Копоть дал ему кое-какие контакты, но, как быстро понял Максим, его сфера профессиональной деятельности была все-таки далека от музыки. Поработать раз в месяц в свободное время, для удовольствия, бубнотрясом – это одно, но заниматься концертами и квартирниками – совсем другое. Извини, Максимильяно, тут уж ты сам, мне тебя за ручку водить некогда, волка ноги кормят…
За четыре месяца столичной житухи очередной понаехавший пообщался едва ли не с тремя десятками разговорчивых ребят, неизменно проявлявших неподдельный горячий интерес к творчеству нового знакомца и всячески обещавших помощь в построении карьеры. Однако как только выяснялось, что у знакомца нет денег на раскрутку, их интерес быстро угасал.
Нет, они ни в коем случае не отказывались помочь, но…
Понимаешь, старик, нужный мужик сейчас на гастролях. Но даже если мы разыщем его по телефону в гостинице, ничего решать он, не увидев и не услышав тебя, не станет. Уж извини, такие серьезные дела на расстоянии не делаются. Личные контакты рулят, прости за банальность…
Кассету с записями они, конечно, взять были готовы, но Максим тоже не лох, кассету обещал дать послушать только самом
Тогда, старик, надо ждать его возвращения. Как только приедет, мы сразу тебе свистнем три-шестнадцать…
Через неделю выяснялось, что нужный мужик уже побывал в Белокаменной, но опять умчался на гастроли. Сам понимаешь, старик, у мужика чёс, сейчас такое время – нужно успеть бабла нарубить, а потом уже можно вкладываться, но инфляция, сам понимаешь, какая, деревянный летит в пропасть, а баксов на всех желающих не хватает…

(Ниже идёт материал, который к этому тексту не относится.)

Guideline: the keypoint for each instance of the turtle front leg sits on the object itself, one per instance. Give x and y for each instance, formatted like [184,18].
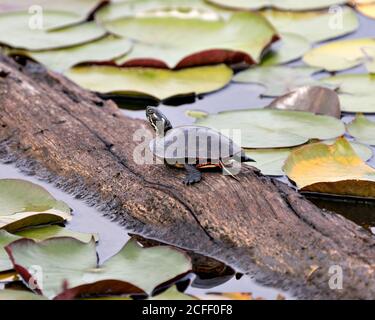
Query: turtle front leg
[193,175]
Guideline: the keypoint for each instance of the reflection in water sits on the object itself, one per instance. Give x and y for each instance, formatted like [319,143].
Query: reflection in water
[112,238]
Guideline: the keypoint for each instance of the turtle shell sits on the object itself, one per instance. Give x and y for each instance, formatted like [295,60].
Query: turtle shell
[194,145]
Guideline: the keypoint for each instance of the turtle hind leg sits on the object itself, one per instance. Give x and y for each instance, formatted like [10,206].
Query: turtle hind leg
[193,175]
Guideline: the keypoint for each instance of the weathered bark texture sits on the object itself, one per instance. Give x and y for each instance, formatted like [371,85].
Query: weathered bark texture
[58,131]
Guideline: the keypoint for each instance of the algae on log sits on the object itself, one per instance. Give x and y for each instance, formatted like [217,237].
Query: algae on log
[52,128]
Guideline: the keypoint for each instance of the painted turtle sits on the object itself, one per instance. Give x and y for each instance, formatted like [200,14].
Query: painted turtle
[191,147]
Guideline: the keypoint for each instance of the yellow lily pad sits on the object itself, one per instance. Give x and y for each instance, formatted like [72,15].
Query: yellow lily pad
[271,161]
[362,129]
[158,84]
[339,55]
[332,169]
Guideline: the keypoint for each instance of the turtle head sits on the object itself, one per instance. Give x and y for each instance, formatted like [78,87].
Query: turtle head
[158,120]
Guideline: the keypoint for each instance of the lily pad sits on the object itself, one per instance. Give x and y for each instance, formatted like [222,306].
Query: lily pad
[5,239]
[271,161]
[185,9]
[158,84]
[24,204]
[315,99]
[268,128]
[75,11]
[16,32]
[172,294]
[356,91]
[181,43]
[289,48]
[315,26]
[278,80]
[367,9]
[102,50]
[362,129]
[48,232]
[10,294]
[283,5]
[339,55]
[334,169]
[70,267]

И так раз за разом, раз за разом…
С Купером он познакомился на одном из квартирников, тот и сам лабал в программе, и музон его показался Максиму ништяковым. Да и в общении он, как и Копоть, не выпендривался, не строил из себя крутого мэна.
– Константин Куприянов. А попросту – Купер.
– Максим Коробов. По-простому – Француз.
– А почему Француз?
Максим пожал плечами:
– Да я уже и не помню. Пацаны когда-то прозвали.
Улыбка у Купера оказалась вполне доброжелательной.